Ending the Harmful Practice of Bear Dancing
In addition to bear bile farming and bear baiting, bear dancing is another equally harmful practice in some regions in Asia.
Bear dancing is a practice in which wild bears are captured, rendered defenseless and forced to perform for crowds against their will. What seems like a harmless show to outside observers is actually an extremely cruel exercise.
It was a custom in countries like India, Greece, Turkey, and Pakistan but today only bear owners in Pakistan and India still practice it.
Though the bear might appear to enjoy the experience, the training and indoctrination the animal undergoes can be painful and brutal.
Poaching The Victims For Bear Dancing
The bears in question are usually Brown bears, Sloth bears, or Asiatic black bears.

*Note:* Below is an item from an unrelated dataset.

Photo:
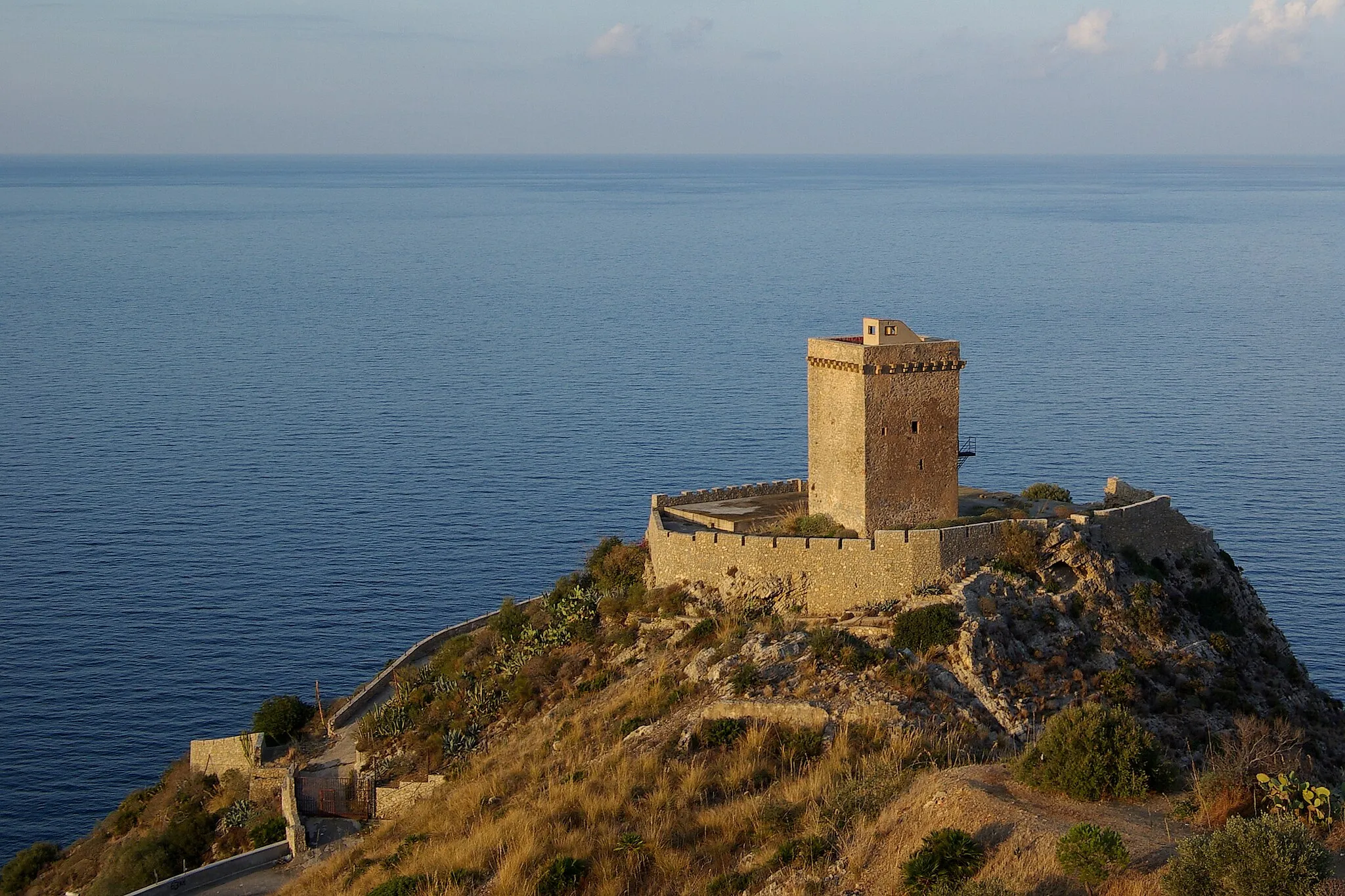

It all starts off with the cub being captured from the wild, often at a very young age. Since mother bears are so protective of their young, they are often shot and killed to avoid an attack. The abducted cubs typically witness this frightening murder. Thereafter, they must undergo the added stress of capture, transport and the resulting captivity.
By this time, the animal is quite frightened and tends to be docile around its captors.
Poachers will typically sell the cubs on the black market, and which they’ll spend the rest of their lives dancing on the streets for money.
Pain Under The Guise Of Training
Before the bear can be exposed to regular training, the animal’s body must be modified.
This often begins with the cub’s sharp teeth being filed down, knocked out with a hammer or extracted with little or no anesthetic. Sometimes, this leaves the animal susceptible to parasites like maggots.
Next, the cub’s claws are also removed. Finally, these painful procedures culminate in a restraint device that is attached to the animal’s muzzle area.
Sometimes this restraint is in the form of a chain link. Or a dirty rope threaded directly through a hole drilled or bored with a hot poker through the animal’s jaw or muzzle.
Once the cub is completely defenseless, training for the dance routine can begin.
Trainers sometimes heat up metal sheets and push the bear out onto them. Of course, the cub will not be able to stand in place or sit down without suffering burns. With no other option, the cub reacts by lifting one foot after another in a painful, agonizing regimen. This jerky movement eventually becomes second nature to the animal and looks like a “happy dance.”
Yet, other trainers utilize weapons to prod, poke and beat the cub into submission and force it to perform. The rope or chain in the jaw is also used to yank the animal around in order to help choreograph the dance routine. Some training methods also employ starvation tactics to entice the bear to do the master’s bidding.
Young cubs may also be subjected to what is called bear baiting in addition to bear dancing. Bear baiting pits the cub or adult trainee against vicious attack dogs in a brutal, often fatal confrontation.
Dancing bears often perform for up to 12 hours every day begging for money in the streets.
Where Is This Happening And Is There Any Help For Dancing Bears?
The practice of submitting captured bears to such harsh and egregious conditions is common in countries like India and Pakistan. Despite efforts to crack down on this mistreatment of such innocent and defenseless animals, trainers continue to defy the law. They do this by perpetrating the dancing and baiting shows for eager audiences willing to pay to watch.
Multiple organizations and efforts designed to stop these cruel and unnatural practices are currently rescuing these animals and rehabilitating them at sanctuaries where they receive regular care, affection and attention.
An organization called Wildlife SOS estimates that there were approximately 1,200 dancing bears in India in 1996. That’s despite the practice being outlawed there since 1972.
Wildlife SOS partnered with a group called International Animal Rescue to seize and rehabilitate over 620 bears, reportedly removing the last one in India from a trainer’s custody in 2009.
Unfortunately, Wildlife SOS and International Animal Rescue cannot adequately police all of the regions where this cruel practice takes place. Practitioners in India frequently cross the border into Nepal or Pakistan to continue making money off the dancing shows and bear baiting exercises.
Much more education and activism may be the only way to completely eradicate this awful ritual.
Nevertheless, here are a few things you can do to help:
- Never patronize a roadside bear or other animal show.
- Discourage other tourists from watching or paying to watch these shows.
- If possible, speak to locals about the cruelty of these actions if you happen to be in the vicinity.
- You can report to environmental authorities or even the police if you witness bear dancing or other animal cruelty.
Almost 2,000 bears are still out there suffering this way in India and Pakistan.